There are few directors nowadays who can shoot scenes of violence with the kind of intensity and verisimilitude that Kurzel provides here. And yet the gunfire in The Order is never gratuitous, but shown to be ingrained in a certain version of American history — one fueled by the white rebellion myths of the 1978 neo-Nazi novel The Turner Diaries, which becomes a major clue in the investigation, as well as the preaching of Richard Butler (Victor Slezak) and his Aryan Nations far-right Christian movement.
Husk soon learns that Matthews’ The Order is an even more radically violent offshoot of the latter, and the film’s third act will eventually bring the two men face-to-face in a confrontation foreshadowing the FBI’s siege on Waco, Texas, almost a decade later. Even if it’s fairly predictable to see where things are headed by that point, knowing that they occurred in the U.S. only a short time ago — with onscreen titles providing actual dates and locations — lends a chilling and meaningful layer to the action.
In one of his better recent performances, Laws embodies Husk’s world-weary, addictive drive with plenty of charismatic stoicism. Gone is the British golden boy with the perfect smile, replaced here by a hard-drinking, handlebar-mustached federal agent who may already be past his prime — as evidenced by a sizeable chest scar following open heart surgery.
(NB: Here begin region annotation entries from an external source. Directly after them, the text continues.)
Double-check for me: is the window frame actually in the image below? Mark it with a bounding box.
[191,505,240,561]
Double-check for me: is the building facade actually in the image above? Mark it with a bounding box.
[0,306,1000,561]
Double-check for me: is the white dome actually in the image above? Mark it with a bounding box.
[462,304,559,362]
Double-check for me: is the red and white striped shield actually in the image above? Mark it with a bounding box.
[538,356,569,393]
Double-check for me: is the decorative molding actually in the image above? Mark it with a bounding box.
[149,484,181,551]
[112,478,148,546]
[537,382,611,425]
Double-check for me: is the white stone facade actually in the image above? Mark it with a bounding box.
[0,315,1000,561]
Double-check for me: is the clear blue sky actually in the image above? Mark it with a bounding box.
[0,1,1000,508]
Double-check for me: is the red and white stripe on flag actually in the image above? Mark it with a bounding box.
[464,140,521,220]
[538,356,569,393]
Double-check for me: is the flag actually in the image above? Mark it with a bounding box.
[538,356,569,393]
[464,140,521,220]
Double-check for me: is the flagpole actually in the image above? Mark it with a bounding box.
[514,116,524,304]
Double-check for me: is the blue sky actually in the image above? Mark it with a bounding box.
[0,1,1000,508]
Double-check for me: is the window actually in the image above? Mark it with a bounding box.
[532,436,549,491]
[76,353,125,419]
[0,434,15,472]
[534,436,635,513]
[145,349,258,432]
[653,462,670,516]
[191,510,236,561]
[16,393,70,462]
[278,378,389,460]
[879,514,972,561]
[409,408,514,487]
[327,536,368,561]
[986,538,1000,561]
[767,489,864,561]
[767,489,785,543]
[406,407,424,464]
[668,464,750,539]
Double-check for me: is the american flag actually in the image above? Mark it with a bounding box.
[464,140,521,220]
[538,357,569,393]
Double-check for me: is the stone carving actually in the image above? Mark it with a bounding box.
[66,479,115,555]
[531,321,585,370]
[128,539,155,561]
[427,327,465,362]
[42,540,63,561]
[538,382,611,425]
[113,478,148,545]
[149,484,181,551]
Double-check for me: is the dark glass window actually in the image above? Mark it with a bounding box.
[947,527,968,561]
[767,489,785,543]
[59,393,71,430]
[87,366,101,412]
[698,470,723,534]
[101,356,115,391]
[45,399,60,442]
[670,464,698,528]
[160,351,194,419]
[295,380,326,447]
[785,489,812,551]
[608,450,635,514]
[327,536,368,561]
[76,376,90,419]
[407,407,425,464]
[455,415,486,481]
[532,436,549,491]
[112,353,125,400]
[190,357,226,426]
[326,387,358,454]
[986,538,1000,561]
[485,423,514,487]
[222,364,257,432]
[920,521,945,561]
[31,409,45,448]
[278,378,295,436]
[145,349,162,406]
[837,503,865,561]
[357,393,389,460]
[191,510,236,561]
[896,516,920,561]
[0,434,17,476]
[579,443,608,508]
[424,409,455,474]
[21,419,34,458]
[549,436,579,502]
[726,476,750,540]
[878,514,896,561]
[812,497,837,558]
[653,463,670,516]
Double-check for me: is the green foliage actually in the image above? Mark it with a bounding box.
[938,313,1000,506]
Sheridan provides the film’s one emotional hook as a cop who learns to be bad so he can do some good, compromising his family’s sanctity in order to take down Matthews and his gang. Smollett is also strong as an FBI officer who has Husk’s back but criticizes his failure to collaborate. And Hoult is altogether convincing as The Order’s fearless and reckless leader, staging daring robberies to fund what he believes is the only cause that matters.
The echoes between events in the film and what’s been happening in the U.S. since the 2016 presidential election are impossible to miss. And although DP Adam Arkapaw and production designer Karen Murphy’s uncanny recreations of ‘80s-era Washington are impressive to behold, there are moments when you start to wonder if the story is taking place then or now.
Narrating the action, in a minimal sense, is standup comic and podcaster Marc Maron, playing the Jewish talk show host Alan Berg, who was murdered by one of Matthews’ acolytes back in 1983. Berg’s refusal to accept the far-right rhetoric emerging around him would be his death sentence, and The Order leaves us questioning where we stand 40 years later, in an even more divided country that’s still armed to the teeth.